The Secretariat of State is the only body of the Curia that is situated within Vatican City. The others are in buildings in different parts of Rome that have extraterritorial rights similar to those of embassies.
Among the most active of the major Curial institutions are the Congregation for the Doctrine of the Faith, which oversees the Catholic Church's doctrine; the Congregation for Bishops, which coordinates the appointment of bishops worldwide; the Congregation for the Evangelization of Peoples, which oversees all missionary activities; and the Pontifical Council for Justice and Peace, which deals with international peace and social issues.

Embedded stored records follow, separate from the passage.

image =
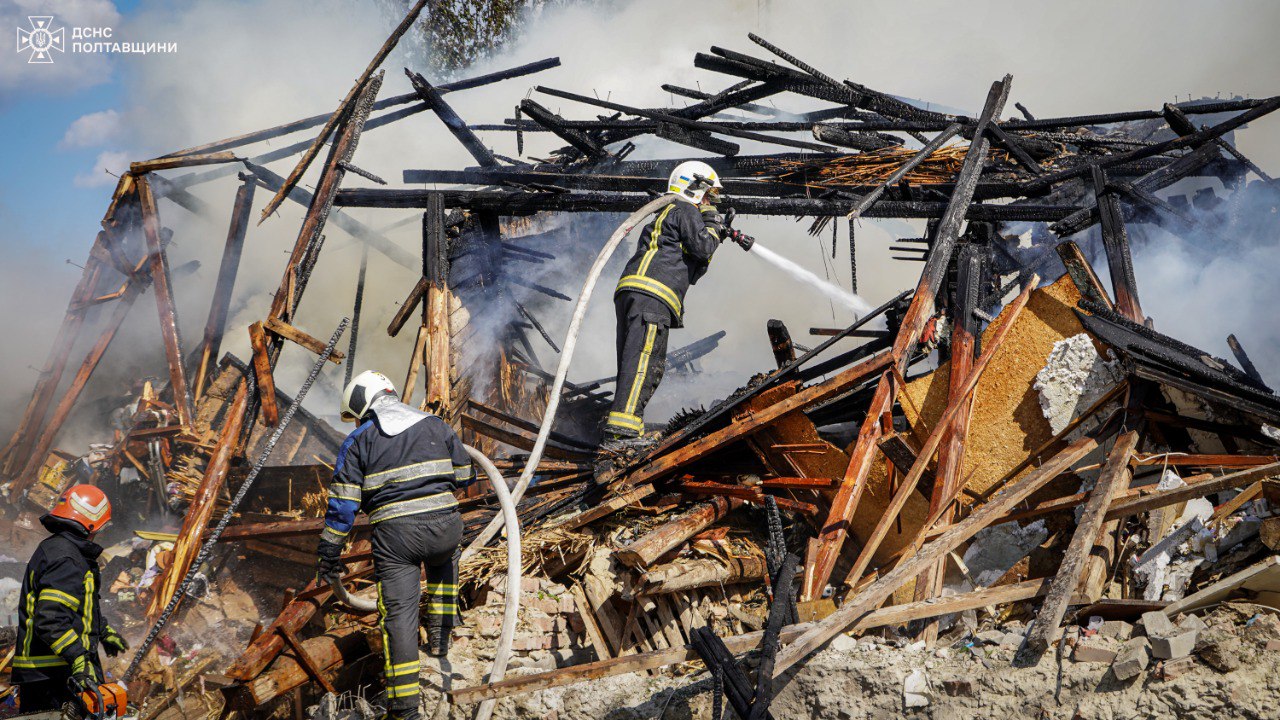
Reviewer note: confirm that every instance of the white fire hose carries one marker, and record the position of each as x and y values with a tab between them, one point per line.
513	564
566	359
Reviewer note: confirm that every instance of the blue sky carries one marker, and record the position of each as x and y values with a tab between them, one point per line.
40	200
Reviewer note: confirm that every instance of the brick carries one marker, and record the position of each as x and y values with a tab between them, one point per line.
1118	629
958	688
1174	646
1223	656
1156	624
1093	652
1132	659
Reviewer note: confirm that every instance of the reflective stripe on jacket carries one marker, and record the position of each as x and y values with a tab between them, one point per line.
59	610
384	475
672	253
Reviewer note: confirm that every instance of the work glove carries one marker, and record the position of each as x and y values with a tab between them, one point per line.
713	220
330	565
113	642
83	675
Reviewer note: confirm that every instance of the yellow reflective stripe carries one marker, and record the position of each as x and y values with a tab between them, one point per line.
649	285
412	506
641	368
88	609
402	691
344	491
653	240
31	615
382	627
50	595
406	473
37	661
63	641
626	420
398	669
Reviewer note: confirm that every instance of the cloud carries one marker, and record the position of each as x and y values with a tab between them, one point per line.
69	72
109	165
92	130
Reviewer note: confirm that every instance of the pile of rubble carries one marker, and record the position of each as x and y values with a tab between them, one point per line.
1005	464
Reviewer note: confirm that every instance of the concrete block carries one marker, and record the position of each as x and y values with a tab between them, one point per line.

Three tribunals exercise judicial power. The Roman Rota handles normal judicial appeals, the most numerous being those that concern alleged nullity of marriage.The Apostolic Signatura is the supreme appellate and administrative court concerning decisions even of the Roman Rota and administrative decisions of ecclesiastical superiors (bishops and superiors of religious institutes), such as closing a parish or removing someone from office. It also oversees the work of other ecclesiastical tribunals at all levels. The Apostolic Penitentiary deals not with external judgments or decrees, but with matters of conscience, granting absolutions from censures, dispensations, commutations, validations, condonations, and other favors; it also grants indulgences.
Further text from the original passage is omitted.